FOREX-Euro slides as Italy, Spain bond yields jump
* Euro extends losses, hits lifetime low vs Swiss franc
* EUR/USD hits 4-mth low, safe-haven dollar climbs broadly
* Jump in Italy, Spain yields prompts exodus from risky FX
By Naomi Tajitsu
LONDON, July 12 (Reuters) - The euro stumbled to an all-time low against the Swiss franc on Tuesday as euro zone government bond yields vaulted higher due to deepening concerns about the region's debt crisis, prompting investors to dump the single currency for safer ones.
The euro sank 1 percent on the day to 1.1550 Swiss francs on electronic platform EBS. Against the dollar, it hit a four-month trough of $1.3837.
Heavy demand to dump the euro boosted the dollar, franc and yen, often considered safe havens, while high-yielding currencies including the Australian and New Zealand dollars took a hit.
Confidence is dwindling in the European Union's ability to prevent debt problems in Greece, Ireland and Portugal from spreading to Spain and Italy, where bond yields have surged in recent sessions.
"Italy has moved very, very quickly to catch up with Spanish yields, and the market has woken up to the fact that there's a much larger problem. That's what precipitated the large fall (in the euro)," said Adam Myers, senior FX strategist at Credit Agricole CIB.
He added that concerns about whether Italy can undertake budget reforms had changed the market's previous perception that Rome was immune to the debt crisis.
Many in the market said the sell-off in the euro seen this week marks a turning point in the currency market, where investors have acknowledged that stronger countries were not immune to the region's fiscal problems.
"I very much doubt the ECB, let alone the IMF, can bail out a country the size of Italy," Myers said.

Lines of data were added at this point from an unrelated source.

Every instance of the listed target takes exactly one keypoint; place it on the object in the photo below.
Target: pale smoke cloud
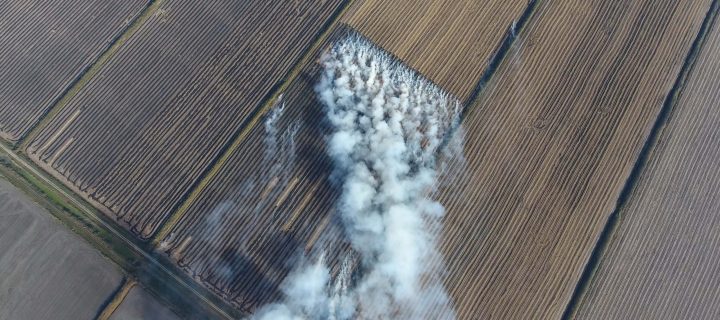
(388, 124)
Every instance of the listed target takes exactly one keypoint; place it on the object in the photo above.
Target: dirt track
(46, 272)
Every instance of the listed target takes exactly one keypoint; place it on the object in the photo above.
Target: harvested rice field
(661, 260)
(133, 146)
(45, 47)
(367, 159)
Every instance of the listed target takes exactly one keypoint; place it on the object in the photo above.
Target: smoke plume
(387, 125)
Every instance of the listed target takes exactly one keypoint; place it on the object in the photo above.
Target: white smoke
(388, 124)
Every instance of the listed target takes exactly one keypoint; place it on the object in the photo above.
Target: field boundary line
(88, 73)
(53, 190)
(615, 218)
(500, 53)
(241, 135)
(117, 299)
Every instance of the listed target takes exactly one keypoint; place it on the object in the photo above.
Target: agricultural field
(46, 272)
(234, 140)
(549, 146)
(46, 47)
(136, 138)
(272, 200)
(449, 42)
(139, 304)
(661, 261)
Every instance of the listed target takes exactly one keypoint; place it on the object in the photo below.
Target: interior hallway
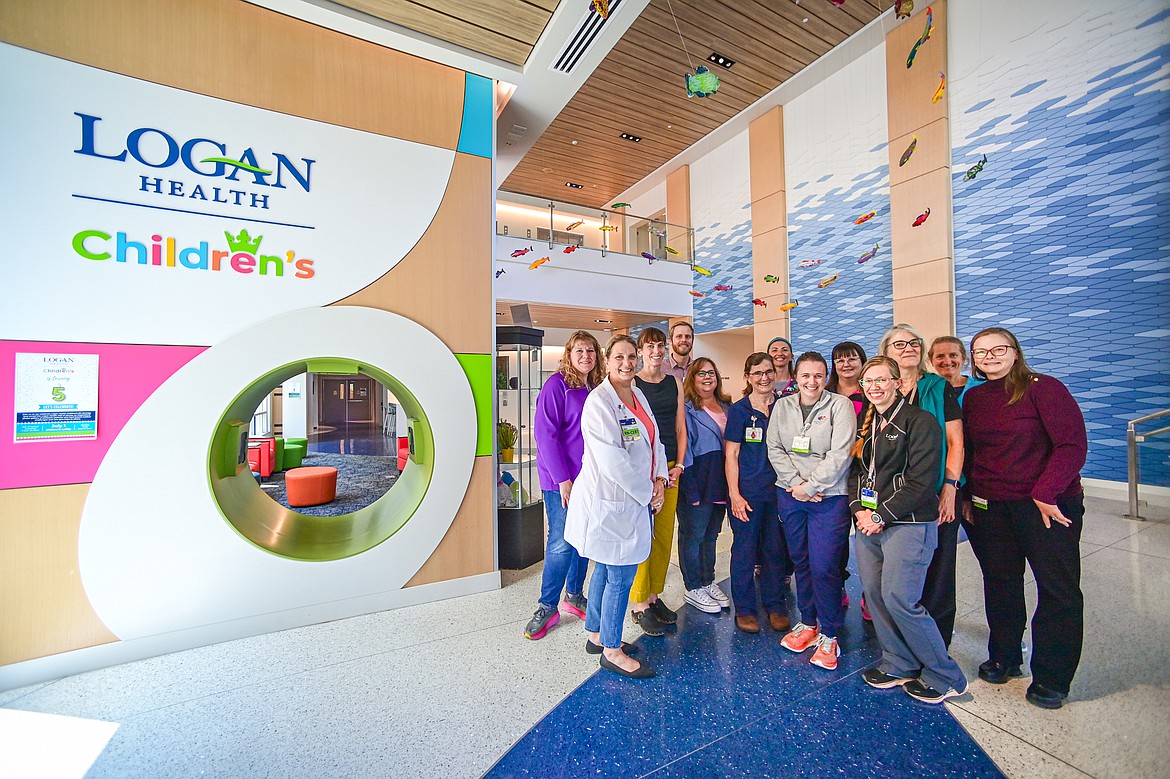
(446, 689)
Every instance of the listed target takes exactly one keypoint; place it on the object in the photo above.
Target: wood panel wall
(769, 226)
(246, 54)
(922, 256)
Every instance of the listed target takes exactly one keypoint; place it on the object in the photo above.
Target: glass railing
(608, 229)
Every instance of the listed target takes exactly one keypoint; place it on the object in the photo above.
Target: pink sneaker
(799, 638)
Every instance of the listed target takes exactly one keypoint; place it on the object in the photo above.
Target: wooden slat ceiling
(639, 88)
(506, 29)
(573, 318)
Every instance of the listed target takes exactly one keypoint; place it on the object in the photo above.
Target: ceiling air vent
(582, 39)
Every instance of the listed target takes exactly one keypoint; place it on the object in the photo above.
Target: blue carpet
(730, 704)
(360, 481)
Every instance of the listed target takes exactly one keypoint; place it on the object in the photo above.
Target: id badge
(630, 431)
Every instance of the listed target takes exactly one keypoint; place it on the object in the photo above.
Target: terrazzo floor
(453, 689)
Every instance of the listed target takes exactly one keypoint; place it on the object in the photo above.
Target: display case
(518, 497)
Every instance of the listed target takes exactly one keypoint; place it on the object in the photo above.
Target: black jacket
(906, 471)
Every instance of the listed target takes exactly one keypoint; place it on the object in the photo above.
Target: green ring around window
(287, 532)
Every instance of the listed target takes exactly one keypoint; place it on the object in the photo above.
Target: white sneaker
(718, 595)
(700, 599)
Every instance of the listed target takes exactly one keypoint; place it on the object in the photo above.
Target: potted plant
(506, 438)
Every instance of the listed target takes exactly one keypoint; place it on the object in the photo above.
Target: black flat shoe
(665, 614)
(649, 622)
(644, 670)
(997, 673)
(1041, 696)
(596, 648)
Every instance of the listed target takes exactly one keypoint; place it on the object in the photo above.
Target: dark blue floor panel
(730, 704)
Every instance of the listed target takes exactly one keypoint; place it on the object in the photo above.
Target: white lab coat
(608, 519)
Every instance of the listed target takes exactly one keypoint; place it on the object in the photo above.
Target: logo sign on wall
(55, 397)
(148, 214)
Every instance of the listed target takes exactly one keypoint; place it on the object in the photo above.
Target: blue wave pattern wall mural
(859, 305)
(721, 211)
(1064, 236)
(838, 170)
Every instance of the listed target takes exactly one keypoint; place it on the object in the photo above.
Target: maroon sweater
(1032, 449)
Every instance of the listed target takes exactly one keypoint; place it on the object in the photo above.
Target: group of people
(886, 449)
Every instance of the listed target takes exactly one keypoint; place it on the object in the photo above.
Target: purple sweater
(559, 447)
(1033, 449)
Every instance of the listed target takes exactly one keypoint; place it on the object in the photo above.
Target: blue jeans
(818, 536)
(608, 592)
(699, 528)
(563, 566)
(761, 540)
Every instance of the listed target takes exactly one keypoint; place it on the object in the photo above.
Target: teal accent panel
(475, 135)
(481, 376)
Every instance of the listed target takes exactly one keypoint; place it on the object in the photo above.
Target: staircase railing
(1133, 438)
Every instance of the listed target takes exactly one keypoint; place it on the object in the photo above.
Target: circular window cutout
(343, 490)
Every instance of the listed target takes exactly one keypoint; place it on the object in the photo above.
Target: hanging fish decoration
(942, 87)
(923, 38)
(975, 170)
(703, 83)
(909, 152)
(599, 7)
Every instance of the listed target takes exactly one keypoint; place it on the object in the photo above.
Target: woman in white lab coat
(611, 509)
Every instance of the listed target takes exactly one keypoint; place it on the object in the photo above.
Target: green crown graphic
(243, 242)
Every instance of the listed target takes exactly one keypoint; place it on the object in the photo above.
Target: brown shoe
(747, 622)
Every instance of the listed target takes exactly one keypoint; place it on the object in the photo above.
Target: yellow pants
(651, 577)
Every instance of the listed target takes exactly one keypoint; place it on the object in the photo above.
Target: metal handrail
(1133, 438)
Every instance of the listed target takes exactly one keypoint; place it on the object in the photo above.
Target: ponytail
(864, 432)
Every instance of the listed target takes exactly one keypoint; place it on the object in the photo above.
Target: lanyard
(881, 421)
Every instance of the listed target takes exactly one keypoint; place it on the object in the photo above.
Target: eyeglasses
(995, 351)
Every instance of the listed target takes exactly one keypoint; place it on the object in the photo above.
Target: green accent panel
(287, 532)
(481, 376)
(332, 365)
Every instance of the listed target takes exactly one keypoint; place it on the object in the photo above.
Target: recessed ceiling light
(720, 60)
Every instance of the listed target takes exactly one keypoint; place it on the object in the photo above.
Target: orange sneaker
(799, 638)
(826, 653)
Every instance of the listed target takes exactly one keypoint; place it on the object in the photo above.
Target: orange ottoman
(311, 484)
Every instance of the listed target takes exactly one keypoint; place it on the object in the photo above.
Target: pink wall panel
(128, 374)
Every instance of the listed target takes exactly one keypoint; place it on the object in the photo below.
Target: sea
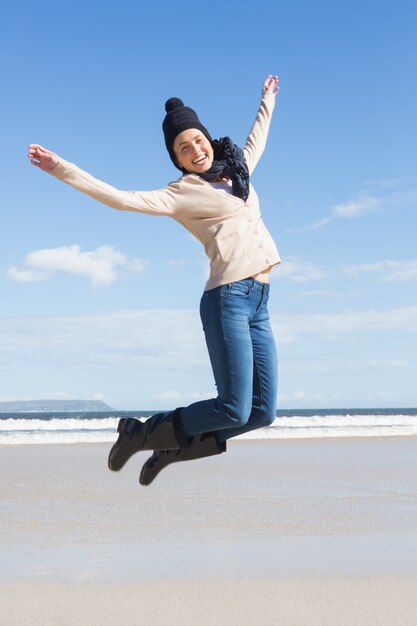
(101, 427)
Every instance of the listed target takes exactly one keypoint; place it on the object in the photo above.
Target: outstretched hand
(271, 85)
(42, 158)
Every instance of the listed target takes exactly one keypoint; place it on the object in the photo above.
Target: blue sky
(96, 303)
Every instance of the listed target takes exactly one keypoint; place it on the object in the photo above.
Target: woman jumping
(216, 202)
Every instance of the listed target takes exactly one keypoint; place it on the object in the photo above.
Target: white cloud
(393, 271)
(340, 365)
(298, 270)
(356, 208)
(100, 266)
(341, 326)
(187, 396)
(388, 193)
(362, 205)
(173, 339)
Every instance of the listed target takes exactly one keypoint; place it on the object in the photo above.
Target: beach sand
(295, 532)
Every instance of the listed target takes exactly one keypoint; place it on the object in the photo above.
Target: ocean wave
(70, 430)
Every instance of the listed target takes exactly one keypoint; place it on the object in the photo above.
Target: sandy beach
(293, 532)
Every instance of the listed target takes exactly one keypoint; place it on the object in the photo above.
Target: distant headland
(49, 406)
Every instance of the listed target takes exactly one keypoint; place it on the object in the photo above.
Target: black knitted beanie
(178, 118)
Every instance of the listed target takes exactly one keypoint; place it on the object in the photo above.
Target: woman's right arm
(160, 202)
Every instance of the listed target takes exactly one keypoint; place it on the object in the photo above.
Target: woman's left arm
(256, 141)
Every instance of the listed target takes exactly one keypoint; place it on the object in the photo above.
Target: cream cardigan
(231, 230)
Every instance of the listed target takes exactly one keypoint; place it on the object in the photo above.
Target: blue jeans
(243, 357)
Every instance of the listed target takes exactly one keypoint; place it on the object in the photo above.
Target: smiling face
(193, 151)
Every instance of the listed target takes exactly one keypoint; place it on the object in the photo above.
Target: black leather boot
(160, 431)
(202, 446)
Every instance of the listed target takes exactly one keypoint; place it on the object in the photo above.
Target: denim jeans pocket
(238, 289)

Analysts said the euro would continue to take a beating as yields rise in the wake of an emergency meeting by European financial officials on Monday, which failed to agree fresh action to tackle the region's debt problems.
The euro was hammered lower after a jump in benchmark 10-year Spanish and Italian bond yields expanded their spreads against safe-haven German debt to their widest since the mid-1990s.

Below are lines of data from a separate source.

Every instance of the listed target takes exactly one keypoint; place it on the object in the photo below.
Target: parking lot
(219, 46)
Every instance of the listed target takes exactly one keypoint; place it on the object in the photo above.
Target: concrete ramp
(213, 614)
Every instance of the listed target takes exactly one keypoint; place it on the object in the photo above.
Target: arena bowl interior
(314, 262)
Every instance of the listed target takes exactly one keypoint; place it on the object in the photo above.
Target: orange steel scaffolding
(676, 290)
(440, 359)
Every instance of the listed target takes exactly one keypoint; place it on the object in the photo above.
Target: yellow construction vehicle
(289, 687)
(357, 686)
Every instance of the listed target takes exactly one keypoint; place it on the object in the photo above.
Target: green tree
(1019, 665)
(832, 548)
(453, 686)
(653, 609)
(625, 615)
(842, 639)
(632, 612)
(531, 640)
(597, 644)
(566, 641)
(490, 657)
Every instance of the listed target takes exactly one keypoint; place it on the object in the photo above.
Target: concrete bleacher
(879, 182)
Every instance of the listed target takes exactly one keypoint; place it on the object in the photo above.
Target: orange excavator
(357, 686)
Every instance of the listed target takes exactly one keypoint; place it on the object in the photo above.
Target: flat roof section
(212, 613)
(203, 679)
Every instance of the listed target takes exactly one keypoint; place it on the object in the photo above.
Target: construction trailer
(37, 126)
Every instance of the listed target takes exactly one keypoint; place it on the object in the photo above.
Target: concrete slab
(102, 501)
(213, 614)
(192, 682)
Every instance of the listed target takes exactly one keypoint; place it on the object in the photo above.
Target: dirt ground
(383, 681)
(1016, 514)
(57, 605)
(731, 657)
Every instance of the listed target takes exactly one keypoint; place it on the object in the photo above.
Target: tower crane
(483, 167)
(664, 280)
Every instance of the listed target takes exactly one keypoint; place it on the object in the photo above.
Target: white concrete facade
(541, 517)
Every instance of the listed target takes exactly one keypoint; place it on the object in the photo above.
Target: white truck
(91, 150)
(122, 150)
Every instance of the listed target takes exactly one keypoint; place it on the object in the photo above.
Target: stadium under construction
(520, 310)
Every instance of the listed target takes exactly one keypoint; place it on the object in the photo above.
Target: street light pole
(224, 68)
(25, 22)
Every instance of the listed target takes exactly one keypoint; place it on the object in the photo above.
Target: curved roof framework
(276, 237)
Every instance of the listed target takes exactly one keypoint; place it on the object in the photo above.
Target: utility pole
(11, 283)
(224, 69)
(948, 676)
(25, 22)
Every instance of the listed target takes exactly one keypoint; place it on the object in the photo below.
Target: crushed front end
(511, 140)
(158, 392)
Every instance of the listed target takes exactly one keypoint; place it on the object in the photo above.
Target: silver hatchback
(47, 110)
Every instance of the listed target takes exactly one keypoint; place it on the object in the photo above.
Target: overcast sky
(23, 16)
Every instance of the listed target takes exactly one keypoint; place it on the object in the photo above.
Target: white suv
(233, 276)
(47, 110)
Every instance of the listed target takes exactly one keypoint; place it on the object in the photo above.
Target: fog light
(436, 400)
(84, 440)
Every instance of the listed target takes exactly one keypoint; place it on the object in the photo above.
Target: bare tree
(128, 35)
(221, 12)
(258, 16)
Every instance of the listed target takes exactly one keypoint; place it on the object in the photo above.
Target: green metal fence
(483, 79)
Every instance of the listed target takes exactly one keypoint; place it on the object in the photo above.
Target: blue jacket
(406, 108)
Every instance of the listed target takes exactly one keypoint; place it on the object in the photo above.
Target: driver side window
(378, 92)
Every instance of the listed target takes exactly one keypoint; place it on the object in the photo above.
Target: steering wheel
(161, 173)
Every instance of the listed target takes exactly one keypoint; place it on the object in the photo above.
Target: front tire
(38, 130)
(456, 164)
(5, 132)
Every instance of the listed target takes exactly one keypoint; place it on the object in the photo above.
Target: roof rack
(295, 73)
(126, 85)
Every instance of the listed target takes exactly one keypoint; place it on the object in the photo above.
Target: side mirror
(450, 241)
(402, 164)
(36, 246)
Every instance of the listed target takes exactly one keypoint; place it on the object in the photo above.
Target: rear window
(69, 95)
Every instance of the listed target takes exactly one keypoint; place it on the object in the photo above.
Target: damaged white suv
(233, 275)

By 0917 GMT, the euro traded at $1.3920.
Traders cited Asian sovereign demand had pulled the euro away from its trough, along with results from an Italian bond auction which showed Rome was able to sell one-year paper, albeit at much higher yields than usual.

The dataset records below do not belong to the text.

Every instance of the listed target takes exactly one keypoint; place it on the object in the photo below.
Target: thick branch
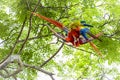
(30, 27)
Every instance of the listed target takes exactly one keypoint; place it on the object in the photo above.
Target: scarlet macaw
(73, 36)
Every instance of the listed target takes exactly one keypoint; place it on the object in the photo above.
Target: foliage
(69, 63)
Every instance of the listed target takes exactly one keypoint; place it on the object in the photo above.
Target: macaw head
(83, 23)
(74, 24)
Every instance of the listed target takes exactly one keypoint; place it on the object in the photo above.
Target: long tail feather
(56, 23)
(95, 48)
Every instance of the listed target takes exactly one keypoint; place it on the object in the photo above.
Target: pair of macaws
(76, 34)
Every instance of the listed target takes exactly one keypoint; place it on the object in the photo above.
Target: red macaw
(74, 33)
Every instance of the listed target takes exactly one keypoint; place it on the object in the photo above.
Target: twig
(39, 69)
(16, 40)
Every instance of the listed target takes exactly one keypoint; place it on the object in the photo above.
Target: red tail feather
(56, 23)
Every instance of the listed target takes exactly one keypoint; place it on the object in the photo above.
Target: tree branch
(39, 69)
(30, 27)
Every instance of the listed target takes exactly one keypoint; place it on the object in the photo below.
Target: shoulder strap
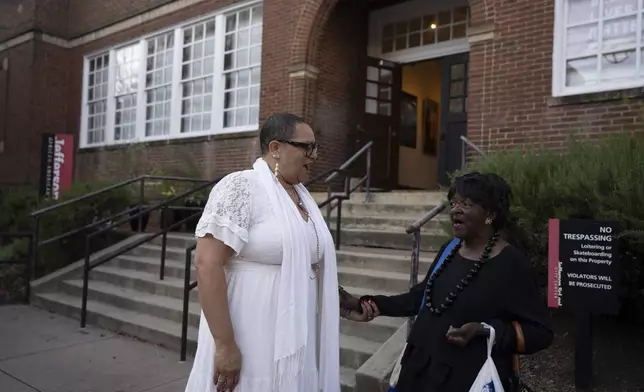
(448, 249)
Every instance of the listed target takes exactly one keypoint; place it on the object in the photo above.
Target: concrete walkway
(45, 352)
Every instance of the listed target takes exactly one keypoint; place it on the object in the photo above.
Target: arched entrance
(329, 63)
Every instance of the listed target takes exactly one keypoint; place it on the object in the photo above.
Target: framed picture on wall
(408, 120)
(430, 127)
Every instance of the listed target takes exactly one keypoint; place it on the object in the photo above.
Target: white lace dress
(240, 215)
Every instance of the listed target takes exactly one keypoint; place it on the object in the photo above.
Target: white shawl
(291, 329)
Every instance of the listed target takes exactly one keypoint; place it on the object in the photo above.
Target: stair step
(354, 351)
(393, 210)
(141, 281)
(376, 280)
(431, 240)
(153, 250)
(152, 265)
(382, 259)
(148, 328)
(384, 222)
(132, 300)
(347, 379)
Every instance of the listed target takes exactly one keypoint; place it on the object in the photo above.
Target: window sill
(606, 96)
(178, 141)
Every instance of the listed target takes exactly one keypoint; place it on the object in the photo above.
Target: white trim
(428, 52)
(559, 58)
(83, 126)
(118, 27)
(406, 11)
(216, 127)
(19, 40)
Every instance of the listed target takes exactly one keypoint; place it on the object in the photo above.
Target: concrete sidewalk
(45, 352)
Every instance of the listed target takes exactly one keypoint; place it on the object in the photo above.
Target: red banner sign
(57, 168)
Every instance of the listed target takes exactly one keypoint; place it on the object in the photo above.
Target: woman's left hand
(463, 335)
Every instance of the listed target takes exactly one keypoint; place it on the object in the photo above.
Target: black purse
(516, 385)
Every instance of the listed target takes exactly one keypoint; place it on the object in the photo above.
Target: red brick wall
(511, 103)
(338, 99)
(16, 17)
(19, 160)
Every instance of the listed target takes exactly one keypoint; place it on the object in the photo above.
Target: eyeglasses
(310, 148)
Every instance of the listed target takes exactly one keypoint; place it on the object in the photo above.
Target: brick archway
(312, 16)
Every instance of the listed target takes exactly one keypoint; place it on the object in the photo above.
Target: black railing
(110, 256)
(37, 215)
(26, 261)
(338, 198)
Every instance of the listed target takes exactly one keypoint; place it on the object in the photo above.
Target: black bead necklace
(449, 300)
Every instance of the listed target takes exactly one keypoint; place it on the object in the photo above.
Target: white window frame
(559, 55)
(404, 12)
(217, 123)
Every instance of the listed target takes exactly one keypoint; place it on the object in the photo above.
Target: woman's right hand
(369, 312)
(227, 366)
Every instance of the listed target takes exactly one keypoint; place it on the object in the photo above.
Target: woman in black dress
(484, 279)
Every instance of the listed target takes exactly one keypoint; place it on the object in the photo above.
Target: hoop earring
(276, 171)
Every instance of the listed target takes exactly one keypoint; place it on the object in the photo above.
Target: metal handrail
(367, 148)
(38, 214)
(26, 261)
(88, 266)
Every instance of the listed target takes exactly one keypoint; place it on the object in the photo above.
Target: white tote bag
(488, 379)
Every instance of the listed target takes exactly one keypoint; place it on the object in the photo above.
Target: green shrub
(599, 181)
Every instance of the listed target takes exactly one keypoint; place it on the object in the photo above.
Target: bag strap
(518, 331)
(448, 249)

The euro clawed back above $1.3906, the 200-day moving average which was seen as a key support level. Having broken below that level in earlier trade, a daily close below would signal further losses.
The sell-off in risky currencies boosted the dollar roughly 1 percent higher versus a currency basket to 76.719, its highest in four months.
The Swiss franc and the yen also rallied, with the Swiss unit hovering around historic highs against sterling, while broad yen strength pushed the dollar down roughly 1 percent on the day to 79.17 yen , its weakest since mid-March.
The Australian dollar fell 1 percent versus its U.S. counterpart, while the New Zealand currency fell 2 percent. Closely linked to commodity prices and seen as a barometer of risk demand, these currencies reversed gains made in previous sessions.
The euro has already plummeted more than 4 percent against the dollar this month, and market participants in London said there was "very much" a sense of panic on the trading floor.
"Now should be the time to buy euros, but it's just too scary," another trader said.
Some analysts said the euro could weaken further as the latest IMM positioning data shows speculators added to their net long positions in the euro, or bets on euro strength, through last week.
The drop in those positions has contributed to a spike higher in market volatility, pushing one-month euro/dollar implied vol to around 15 percent its highest since November 2010.
The premium on euro puts -- the option to sell the currency -- also jumped, with one-month 25-delta risk reversals hitting 3.3 percent in favour of puts, its highest in roughly a year.
Analysts said a further sell-off in the euro would ramp up implied vol, but some argued it could hit a ceiling soon if a strengthening view of further euro weakness leads to a growing unwillingness to sell volatility in the currency.
"Acceleration towards $1.35 could ... push one-month vol still higher," analysts at Societe Generale said in a note.